Médico: Retire o polegar e faça a policização do dedo indicador.
Mãe: Não, quero ficar com o polegar do meu filho. Mesmo que a função não seja perfeita, pode pelo menos ajudar a mão direita. Não quero que ela perca um dedo.
Esta é uma menina de quase 4 anos. Seu polegar esquerdo parece um pequeno caroço macio, sem estrutura óssea ou articular independente. Ele simplesmente balança junto com o movimento da mão.

Por causa dessa mãozinha incomum, mesmo quando ela atingiu a idade do jardim de infância, sua família hesitou em mandá-la para a escola. A criança é muito sensível e já começou a perguntar à mãe: “Por que a minha mão é diferente da das outras crianças?”
Antes de vir até mim, a mãe consultou vários médicos. Alguns recomendaram a policização do dedo indicador, enquanto outros sugeriram a colheita do osso ilíaco para reconstruir e preservar o polegar. Nenhuma das opções era aceitável para ela. Ela continuou buscando uma solução mais equilibrada-até aprender on-line sobre a reconstrução do transplante de hemi-metacarpo, uma técnica que usa osso retirado da mão da própria criança para reconstruir o polegar. Foi quando ela trouxe a filha para me ver.

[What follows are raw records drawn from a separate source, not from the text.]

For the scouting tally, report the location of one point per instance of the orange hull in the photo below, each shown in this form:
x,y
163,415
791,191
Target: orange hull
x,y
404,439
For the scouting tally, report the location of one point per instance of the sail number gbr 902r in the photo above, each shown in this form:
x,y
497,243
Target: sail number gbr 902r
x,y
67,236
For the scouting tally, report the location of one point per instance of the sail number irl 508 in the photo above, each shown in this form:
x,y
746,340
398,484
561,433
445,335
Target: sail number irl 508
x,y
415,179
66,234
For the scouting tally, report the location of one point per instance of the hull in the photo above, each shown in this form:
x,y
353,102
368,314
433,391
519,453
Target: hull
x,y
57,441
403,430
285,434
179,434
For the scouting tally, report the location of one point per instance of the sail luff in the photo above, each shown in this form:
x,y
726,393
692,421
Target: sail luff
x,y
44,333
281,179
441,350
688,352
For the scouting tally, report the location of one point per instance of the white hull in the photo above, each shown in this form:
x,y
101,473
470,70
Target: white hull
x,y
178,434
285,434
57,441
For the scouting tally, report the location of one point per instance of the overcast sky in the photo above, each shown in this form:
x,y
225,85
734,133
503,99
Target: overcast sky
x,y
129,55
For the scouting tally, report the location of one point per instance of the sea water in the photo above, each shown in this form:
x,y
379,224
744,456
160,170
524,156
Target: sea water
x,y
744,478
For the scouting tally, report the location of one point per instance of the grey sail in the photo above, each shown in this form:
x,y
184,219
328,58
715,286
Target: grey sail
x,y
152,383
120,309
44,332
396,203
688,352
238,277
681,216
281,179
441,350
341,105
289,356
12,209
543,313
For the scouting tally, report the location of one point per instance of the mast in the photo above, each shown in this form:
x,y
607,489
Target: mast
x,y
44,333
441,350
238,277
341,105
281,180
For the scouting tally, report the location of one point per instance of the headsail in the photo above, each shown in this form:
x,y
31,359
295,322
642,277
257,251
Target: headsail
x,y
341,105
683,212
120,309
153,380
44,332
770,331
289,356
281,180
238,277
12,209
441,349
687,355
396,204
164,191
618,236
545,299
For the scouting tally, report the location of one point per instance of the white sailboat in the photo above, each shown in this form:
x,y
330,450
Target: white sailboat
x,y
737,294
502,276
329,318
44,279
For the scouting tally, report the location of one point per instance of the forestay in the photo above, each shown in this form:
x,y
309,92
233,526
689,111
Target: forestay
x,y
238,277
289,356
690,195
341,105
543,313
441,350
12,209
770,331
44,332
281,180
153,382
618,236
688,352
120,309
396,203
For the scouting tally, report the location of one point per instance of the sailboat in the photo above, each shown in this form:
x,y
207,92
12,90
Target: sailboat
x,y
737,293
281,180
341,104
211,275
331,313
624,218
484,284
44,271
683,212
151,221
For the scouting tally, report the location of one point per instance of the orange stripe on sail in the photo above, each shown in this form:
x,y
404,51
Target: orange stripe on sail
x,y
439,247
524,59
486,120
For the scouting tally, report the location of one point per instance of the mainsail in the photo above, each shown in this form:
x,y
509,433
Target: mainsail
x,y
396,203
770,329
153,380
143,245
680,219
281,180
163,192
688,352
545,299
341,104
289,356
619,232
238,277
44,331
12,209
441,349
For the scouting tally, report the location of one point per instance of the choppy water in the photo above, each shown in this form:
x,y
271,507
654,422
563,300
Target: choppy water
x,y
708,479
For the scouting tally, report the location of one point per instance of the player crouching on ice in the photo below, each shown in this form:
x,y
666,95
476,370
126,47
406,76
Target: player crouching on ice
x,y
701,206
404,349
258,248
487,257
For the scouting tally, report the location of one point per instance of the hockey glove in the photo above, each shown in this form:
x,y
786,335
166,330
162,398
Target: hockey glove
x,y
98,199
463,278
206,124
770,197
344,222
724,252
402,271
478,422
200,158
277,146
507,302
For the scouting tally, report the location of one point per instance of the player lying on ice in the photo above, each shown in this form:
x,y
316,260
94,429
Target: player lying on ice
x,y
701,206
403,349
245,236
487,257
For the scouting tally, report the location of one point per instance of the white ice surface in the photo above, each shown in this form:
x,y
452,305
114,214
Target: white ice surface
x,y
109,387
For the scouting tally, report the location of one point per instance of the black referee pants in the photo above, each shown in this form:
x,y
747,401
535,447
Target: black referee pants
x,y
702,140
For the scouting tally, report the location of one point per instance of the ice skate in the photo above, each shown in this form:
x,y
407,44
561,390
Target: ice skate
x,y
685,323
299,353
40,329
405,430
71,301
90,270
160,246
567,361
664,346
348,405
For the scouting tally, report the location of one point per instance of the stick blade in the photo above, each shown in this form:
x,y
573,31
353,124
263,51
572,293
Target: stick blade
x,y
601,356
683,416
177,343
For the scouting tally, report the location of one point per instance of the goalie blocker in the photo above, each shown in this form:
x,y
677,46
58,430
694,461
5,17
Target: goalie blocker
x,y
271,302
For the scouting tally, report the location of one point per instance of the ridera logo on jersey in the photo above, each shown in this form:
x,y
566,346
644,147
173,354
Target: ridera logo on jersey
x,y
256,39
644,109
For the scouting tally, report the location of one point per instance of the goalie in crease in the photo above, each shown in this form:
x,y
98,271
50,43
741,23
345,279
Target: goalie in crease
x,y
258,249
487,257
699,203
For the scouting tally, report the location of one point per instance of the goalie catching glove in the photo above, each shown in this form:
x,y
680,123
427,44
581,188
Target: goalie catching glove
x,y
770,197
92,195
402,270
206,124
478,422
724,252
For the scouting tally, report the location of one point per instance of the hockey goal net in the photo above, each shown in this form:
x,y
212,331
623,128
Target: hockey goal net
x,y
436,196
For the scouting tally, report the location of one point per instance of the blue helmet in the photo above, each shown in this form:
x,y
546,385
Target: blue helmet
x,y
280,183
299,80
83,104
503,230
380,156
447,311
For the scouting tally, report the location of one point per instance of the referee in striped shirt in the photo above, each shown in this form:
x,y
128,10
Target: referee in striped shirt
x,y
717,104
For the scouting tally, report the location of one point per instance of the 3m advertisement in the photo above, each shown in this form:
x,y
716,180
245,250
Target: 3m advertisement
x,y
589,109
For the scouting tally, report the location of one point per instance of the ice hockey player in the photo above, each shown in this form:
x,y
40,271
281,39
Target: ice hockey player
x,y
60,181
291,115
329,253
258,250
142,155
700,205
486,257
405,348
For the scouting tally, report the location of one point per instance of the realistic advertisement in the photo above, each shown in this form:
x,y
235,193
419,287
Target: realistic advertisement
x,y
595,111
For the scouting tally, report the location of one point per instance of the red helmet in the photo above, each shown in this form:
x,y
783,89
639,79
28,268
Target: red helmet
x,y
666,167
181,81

Após uma avaliação abrangente, comparei sistematicamente três opções para a mãe:
Primeiro, a policização do dedo indicador. Remova o polegar e reconstrua-o usando o dedo indicador. O resultado é relativamente previsível, mas a criança ficaria com apenas quatro dedos.

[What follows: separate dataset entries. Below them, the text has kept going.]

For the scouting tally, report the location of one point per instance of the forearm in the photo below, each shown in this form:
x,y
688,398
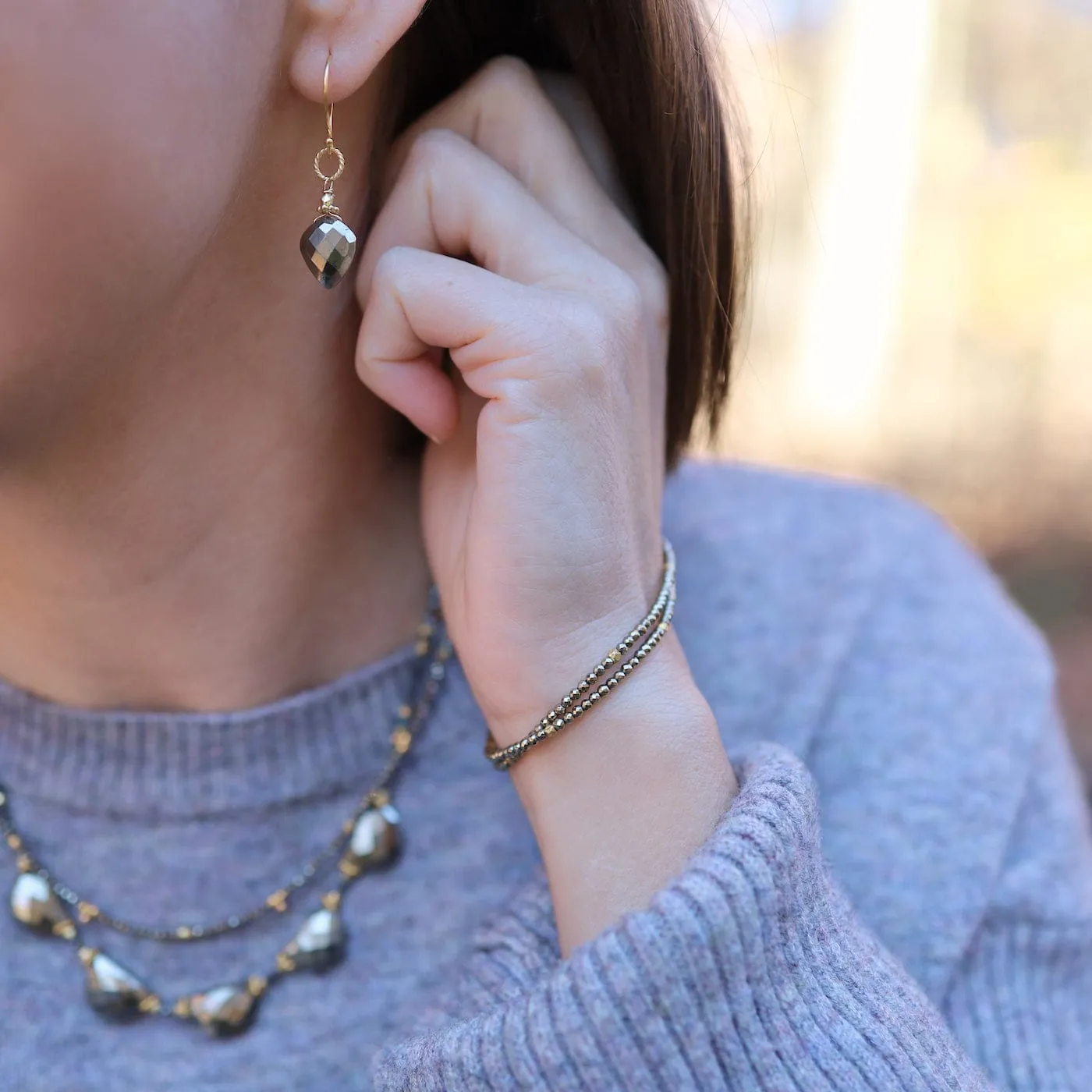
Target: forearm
x,y
620,800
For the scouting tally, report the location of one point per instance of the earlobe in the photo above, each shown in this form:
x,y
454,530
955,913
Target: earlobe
x,y
358,34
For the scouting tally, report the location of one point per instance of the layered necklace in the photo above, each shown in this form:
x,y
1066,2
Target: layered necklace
x,y
369,838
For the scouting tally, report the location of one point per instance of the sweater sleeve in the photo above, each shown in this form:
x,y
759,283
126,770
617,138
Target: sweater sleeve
x,y
750,971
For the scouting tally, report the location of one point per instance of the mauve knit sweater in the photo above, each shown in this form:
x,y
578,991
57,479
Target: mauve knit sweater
x,y
900,897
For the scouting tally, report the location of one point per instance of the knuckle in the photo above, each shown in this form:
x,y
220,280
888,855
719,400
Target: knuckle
x,y
431,147
595,339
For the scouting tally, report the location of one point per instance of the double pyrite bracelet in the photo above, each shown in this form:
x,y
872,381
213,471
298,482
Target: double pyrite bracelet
x,y
571,707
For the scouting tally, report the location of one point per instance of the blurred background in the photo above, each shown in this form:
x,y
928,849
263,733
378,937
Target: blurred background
x,y
920,314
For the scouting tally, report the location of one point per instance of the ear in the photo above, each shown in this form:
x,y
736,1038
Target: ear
x,y
356,34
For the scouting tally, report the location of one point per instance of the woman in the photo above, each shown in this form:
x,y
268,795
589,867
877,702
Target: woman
x,y
223,522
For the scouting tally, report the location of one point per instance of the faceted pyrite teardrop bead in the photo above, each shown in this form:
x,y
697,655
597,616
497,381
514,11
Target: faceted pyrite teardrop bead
x,y
115,993
319,946
35,906
227,1010
374,841
328,247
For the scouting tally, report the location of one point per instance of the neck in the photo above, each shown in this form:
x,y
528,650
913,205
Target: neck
x,y
224,526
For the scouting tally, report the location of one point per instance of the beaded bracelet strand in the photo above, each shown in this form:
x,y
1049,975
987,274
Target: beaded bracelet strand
x,y
570,707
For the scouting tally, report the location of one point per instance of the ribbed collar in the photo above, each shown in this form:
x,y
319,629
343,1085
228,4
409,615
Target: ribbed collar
x,y
190,764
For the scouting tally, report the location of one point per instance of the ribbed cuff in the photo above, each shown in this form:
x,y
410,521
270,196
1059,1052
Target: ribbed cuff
x,y
1023,998
750,971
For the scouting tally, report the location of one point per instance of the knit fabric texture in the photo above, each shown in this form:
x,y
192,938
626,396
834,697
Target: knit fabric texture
x,y
900,898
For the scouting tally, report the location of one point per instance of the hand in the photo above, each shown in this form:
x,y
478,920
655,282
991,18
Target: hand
x,y
542,495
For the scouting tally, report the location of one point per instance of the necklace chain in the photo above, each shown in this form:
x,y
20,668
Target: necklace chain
x,y
370,838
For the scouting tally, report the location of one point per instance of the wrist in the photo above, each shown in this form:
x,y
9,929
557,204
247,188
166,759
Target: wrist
x,y
654,729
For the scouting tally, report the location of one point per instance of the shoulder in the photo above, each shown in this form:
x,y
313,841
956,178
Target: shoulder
x,y
788,582
853,626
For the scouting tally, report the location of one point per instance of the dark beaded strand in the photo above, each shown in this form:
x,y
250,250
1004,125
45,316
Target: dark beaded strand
x,y
369,838
565,712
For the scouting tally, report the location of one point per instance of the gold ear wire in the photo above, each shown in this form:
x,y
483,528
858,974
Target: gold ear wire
x,y
328,246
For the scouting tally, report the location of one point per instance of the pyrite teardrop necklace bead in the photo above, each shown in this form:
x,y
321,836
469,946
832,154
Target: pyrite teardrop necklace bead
x,y
319,946
328,247
374,840
35,904
227,1010
115,993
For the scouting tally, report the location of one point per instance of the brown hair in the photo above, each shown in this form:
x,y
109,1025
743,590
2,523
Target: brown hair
x,y
653,79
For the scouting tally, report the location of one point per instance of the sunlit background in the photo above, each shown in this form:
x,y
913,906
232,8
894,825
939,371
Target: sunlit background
x,y
920,172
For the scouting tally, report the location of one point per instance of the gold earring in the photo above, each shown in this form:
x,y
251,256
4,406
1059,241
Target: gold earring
x,y
328,246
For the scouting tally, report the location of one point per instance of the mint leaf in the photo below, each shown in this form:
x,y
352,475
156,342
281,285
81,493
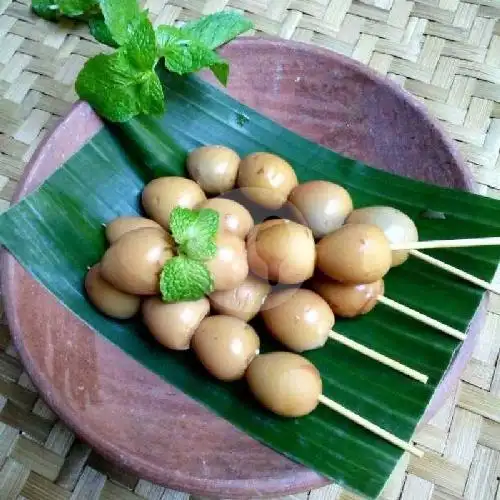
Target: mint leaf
x,y
194,232
184,279
181,219
217,29
48,9
198,249
221,71
141,46
151,98
77,8
119,16
123,84
100,32
184,54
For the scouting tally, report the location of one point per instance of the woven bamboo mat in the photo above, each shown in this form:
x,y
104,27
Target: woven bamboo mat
x,y
446,52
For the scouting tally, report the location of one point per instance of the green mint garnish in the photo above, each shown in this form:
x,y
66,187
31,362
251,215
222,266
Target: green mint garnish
x,y
48,9
184,279
100,32
124,84
119,16
194,232
77,8
185,54
217,29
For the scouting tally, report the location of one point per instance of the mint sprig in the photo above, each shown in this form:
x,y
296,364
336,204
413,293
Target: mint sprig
x,y
124,84
119,17
217,29
185,54
194,232
184,279
100,31
52,10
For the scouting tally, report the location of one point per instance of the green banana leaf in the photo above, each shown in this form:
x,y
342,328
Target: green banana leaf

Em segundo lugar, reconstrução com enxerto ósseo ilíaco. Isso preserva a aparência dos cinco{1}}dedos, mas acrescenta trauma e dor adicionais no local doador pélvico.
Terceiro, reconstrução de transplante hemi{0}}metacarpal. Isso preserva a aparência dos cinco{2}}dedos enquanto concentra o trauma cirúrgico na mão, evitando lesões adicionais em outras partes do corpo.

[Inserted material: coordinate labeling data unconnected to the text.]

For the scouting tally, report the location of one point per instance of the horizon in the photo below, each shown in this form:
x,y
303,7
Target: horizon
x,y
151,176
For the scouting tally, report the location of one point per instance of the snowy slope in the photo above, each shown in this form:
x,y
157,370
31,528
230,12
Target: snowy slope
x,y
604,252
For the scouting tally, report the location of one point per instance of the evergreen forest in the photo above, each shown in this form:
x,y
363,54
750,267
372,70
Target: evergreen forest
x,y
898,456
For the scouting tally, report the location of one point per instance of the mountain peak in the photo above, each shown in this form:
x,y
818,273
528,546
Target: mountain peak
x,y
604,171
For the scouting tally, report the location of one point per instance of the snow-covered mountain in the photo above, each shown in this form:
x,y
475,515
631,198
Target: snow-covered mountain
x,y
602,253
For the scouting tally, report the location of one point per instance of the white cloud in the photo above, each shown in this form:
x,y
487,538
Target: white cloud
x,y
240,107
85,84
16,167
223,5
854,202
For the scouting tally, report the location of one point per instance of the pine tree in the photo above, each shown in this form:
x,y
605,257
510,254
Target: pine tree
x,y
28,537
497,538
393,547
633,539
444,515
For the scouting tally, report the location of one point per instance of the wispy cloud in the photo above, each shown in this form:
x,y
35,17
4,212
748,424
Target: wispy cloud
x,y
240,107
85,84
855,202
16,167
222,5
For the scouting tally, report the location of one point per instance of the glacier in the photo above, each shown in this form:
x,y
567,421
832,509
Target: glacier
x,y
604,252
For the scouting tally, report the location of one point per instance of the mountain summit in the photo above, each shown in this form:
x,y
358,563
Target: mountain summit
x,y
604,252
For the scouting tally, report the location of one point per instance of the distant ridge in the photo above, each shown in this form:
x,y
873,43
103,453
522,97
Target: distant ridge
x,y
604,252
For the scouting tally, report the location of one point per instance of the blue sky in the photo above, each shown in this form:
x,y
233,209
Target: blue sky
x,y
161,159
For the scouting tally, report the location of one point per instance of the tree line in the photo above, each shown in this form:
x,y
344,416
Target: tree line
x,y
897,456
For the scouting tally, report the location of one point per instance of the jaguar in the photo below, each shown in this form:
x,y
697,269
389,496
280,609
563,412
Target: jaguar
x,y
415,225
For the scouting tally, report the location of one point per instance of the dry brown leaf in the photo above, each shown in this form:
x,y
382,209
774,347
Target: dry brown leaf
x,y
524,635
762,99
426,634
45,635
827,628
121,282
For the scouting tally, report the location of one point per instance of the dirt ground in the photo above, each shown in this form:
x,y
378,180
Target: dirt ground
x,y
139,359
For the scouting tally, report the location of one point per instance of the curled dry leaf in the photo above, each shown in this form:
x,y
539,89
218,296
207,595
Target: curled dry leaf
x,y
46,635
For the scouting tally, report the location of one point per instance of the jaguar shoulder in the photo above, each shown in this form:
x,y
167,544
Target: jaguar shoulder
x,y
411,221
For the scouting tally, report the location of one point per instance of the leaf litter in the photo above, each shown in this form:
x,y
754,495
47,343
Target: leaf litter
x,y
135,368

O polegar da criança estava em condição limítrofe.

Se fosse um pouco menor, eu teria desaconselhado a preservação porque o efeito de reconstrução seria mínimo. No entanto, sua condição atual proporcionou a possibilidade de salvar o polegar.
A reconstrução hemi-metacarpal será realizada em duas etapas:
Estágio um: reconstruir o primeiro metacarpo para fornecer uma estrutura óssea estável para o polegar.
Estágio dois: reconstruir a oposição do polegar para restaurar a função de preensão.
Após a cirurgia, o polegar certamente ficará um pouco mais curto que o normal e sua amplitude de movimento será limitada. Entretanto, com treinamento funcional sistemático, ela pode razoavelmente esperar pegar brinquedos, beliscar feijões pequenos e ajudar a outra mão em muitas tarefas diárias no futuro.